May 01 2025
Business

Tesla Board Seeks New CEO to Replace Elon Musk

Image Credit : Costfoto/NurPhoto/Getty-Images
Source Credit : CNBC

Shares of Tesla remained unchanged in premarket trading on Thursday following the electric vehicle manufacturer's dismissal of a Wall Street Journal article claiming that its board was actively seeking a new CEO to replace Elon Musk.

According to sources familiar with the discussions, the report stated that Tesla's board members have engaged with multiple executive search firms to establish a structured process for identifying the company's next CEO. In response to this news, Tesla's shares experienced a decline of up to 3% in overnight trading on the Robinhood platform, although they later recovered some of these losses.

Robyn Denholm, the chair of Tesla, took to the social media platform X to address a recent report, stating that it was "absolutely false." In her statement, she clarified that earlier in the day, there was a media report that inaccurately claimed the Tesla Board had reached out to recruitment firms to begin the search for a new CEO at the company.

"This claim is completely untrue, as was conveyed to the media prior to the report being released. Elon Musk serves as the CEO of Tesla, and the Board has full confidence in his capability to successfully carry out the company's ambitious growth strategy."

Following a significant decline in sales and profits, the electric vehicle giant experienced a shortfall in both its top and bottom lines during the first quarter. Elon Musk has acknowledged that his association with the Trump administration may be negatively impacting the company's stock price.

During a recent Tesla earnings call, the mega-billionaire announced his intention to dedicate a day or two per week to overseeing the Department of Government Efficiency starting in May.

In the January-March quarter, Tesla experienced a 9% decrease in total revenue, amounting to $19.34 billion. This figure fell below the $21.11 billion forecasted by analysts, as reported by LSEG data.

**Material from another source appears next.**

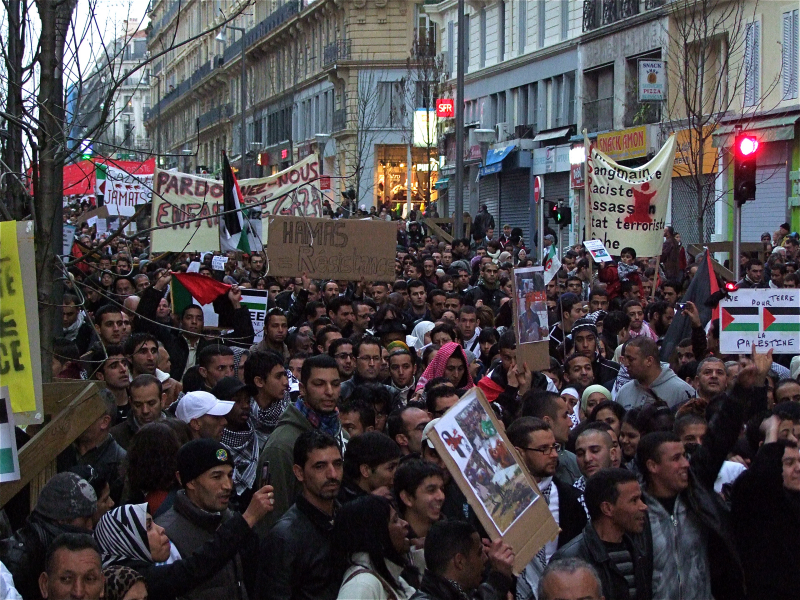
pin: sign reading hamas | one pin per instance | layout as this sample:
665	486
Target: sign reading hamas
628	206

Revenue from Tesla's automotive segment decreased by 20% year-on-year to $14 billion. This decline was primarily due to the company's need to update production lines at its four vehicle factories in order to begin manufacturing an updated version of its popular Model Y SUV. Additionally, Tesla cited lower average selling prices and sales incentives as factors that negatively impacted both revenue and profit.

The company's net income drastically decreased by 71% to $409 million, or 12 cents per share, from $1.39 billion or 41 cents per share a year ago. Since the beginning of the year, the company's shares have plummeted by over 30%.